‘’Jojo Rabbit’’ ou le film à l’incompréhensible rumeur. 6 nominations aux Oscars, prix du Festival de Toronto, critiques américaines (et non françaises) dithyrambiques, bande-annonce délirante… toute la comm annonçait un petit choc, ou, du moins, une œuvre prête à créer d’intenses débats. Après tout, les œuvres qui ont un Hitler en leur sein ont souvent déchaîner les passions. Mais ‘’Jojo Rabbit’’ est trop approximatif et enfonce trop de portes ouvertes pour créer une quelconque polémique (n’est pas ‘’Joker’’ qui veut).
Jojo Betzler est un garçon de 10 ans qui vit en Allemagne pendant la Seconde Guerre mondiale. Fervent partisan du régime en place, il a pour ami imaginaire Adolf Hitler. Un jour, il découvre que sa mère cache une jeune fille juive dans leur maison. Jojo va alors remettre en question ses certitudes.
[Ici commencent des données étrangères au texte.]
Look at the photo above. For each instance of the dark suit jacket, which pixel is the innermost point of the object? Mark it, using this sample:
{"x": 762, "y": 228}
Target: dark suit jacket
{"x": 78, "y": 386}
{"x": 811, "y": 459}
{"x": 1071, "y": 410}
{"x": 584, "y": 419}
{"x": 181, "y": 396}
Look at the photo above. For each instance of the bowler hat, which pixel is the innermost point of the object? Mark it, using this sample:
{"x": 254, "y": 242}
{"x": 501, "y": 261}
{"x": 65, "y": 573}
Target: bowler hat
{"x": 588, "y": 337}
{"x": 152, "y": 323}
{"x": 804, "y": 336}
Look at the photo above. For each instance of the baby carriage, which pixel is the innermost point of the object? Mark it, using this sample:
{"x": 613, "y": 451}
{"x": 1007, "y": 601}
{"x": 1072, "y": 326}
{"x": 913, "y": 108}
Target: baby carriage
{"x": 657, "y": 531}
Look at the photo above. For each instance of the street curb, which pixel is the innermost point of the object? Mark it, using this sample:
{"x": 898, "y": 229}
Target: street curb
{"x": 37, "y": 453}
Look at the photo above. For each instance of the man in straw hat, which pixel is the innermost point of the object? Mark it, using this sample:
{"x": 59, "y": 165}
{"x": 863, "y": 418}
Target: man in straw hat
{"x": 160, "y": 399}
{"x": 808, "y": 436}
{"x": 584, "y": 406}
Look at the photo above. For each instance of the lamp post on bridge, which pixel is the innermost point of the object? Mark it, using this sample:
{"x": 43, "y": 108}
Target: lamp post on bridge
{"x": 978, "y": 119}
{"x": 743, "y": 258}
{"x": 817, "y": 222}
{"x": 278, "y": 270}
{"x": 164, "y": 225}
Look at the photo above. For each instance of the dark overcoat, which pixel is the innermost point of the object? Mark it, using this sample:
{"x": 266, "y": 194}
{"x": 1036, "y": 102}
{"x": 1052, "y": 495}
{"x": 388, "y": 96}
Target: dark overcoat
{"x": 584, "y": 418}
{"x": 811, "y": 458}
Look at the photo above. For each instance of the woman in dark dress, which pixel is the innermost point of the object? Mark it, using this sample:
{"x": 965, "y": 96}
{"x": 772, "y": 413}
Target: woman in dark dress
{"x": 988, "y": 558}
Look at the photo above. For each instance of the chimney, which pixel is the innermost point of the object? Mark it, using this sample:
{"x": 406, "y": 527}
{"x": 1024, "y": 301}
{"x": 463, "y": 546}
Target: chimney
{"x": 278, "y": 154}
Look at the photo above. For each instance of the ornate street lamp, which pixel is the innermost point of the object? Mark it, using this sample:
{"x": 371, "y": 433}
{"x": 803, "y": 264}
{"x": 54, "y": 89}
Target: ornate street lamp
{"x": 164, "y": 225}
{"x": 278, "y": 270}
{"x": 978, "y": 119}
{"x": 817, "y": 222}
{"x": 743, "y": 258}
La 1ère impression peut faire illusion. On s’amuse bien devant le film : normal, on se mode des nazis. Que c’est hilarant de se moquer de choses évidentes comme le nazisme ! Ce n’est pas forcément ironique : ‘’Jojo Rabbit’’ parfois fait mouche. La distribution (surtout masculins : ne pas voir de machisme dans cette remarque) est parfaite : le jeune Roman Griffin Davis est irrésistible à la fois adorable dans sa naïveté, mais aussi terrifiant dans cette même naïveté. Et que dire du toujours désopilant Sam Rockwell dans ce rôle de capitaine nazi (légèrement) gay ? Sam Rockwell est de toute manière souvent hilarant (bon, pas vraiment dans ‘’La ligne verte’’). Il parvient presque à rendre émouvant son personnage, joli nuance pour montrer qu’un nazi peut avoir un coeur gros comme ça. Par ailleurs, le sujet du film pouvait intriguer. Voir le nazisme sous le prisme des jeunesses hitlériennes est une façon (sur le papier) de renouveler notre vision de ce régime sur le grand écran. Le film avait l’occasion de montrer les dangers des totalitarismes en étudiant la diffusion de la pensée unique chez les êtres les plus influençables : les enfants. Un élément du film peut sembler redoutablement intelligent : c’est d’assister au fanatisme d’un jeune garçon qui pourtant, est entouré d’une mère hostile au nazisme. Les parents sont souvent les premiers acteurs à influencer les idées et opinions des enfants. ‘’Jojo Rabbit’’ offre une situation glaçante, inhérente au processus d’aliénation engendré par les régimes totalitaires. Montrer qu’une propagande peut se révéler plus forte que l’amour d’une mère à son fils est tristement réaliste. Bref, il y avait tout pour que ‘’Jojo Rabbit’’ soit une œuvre riche en thématiques historiques.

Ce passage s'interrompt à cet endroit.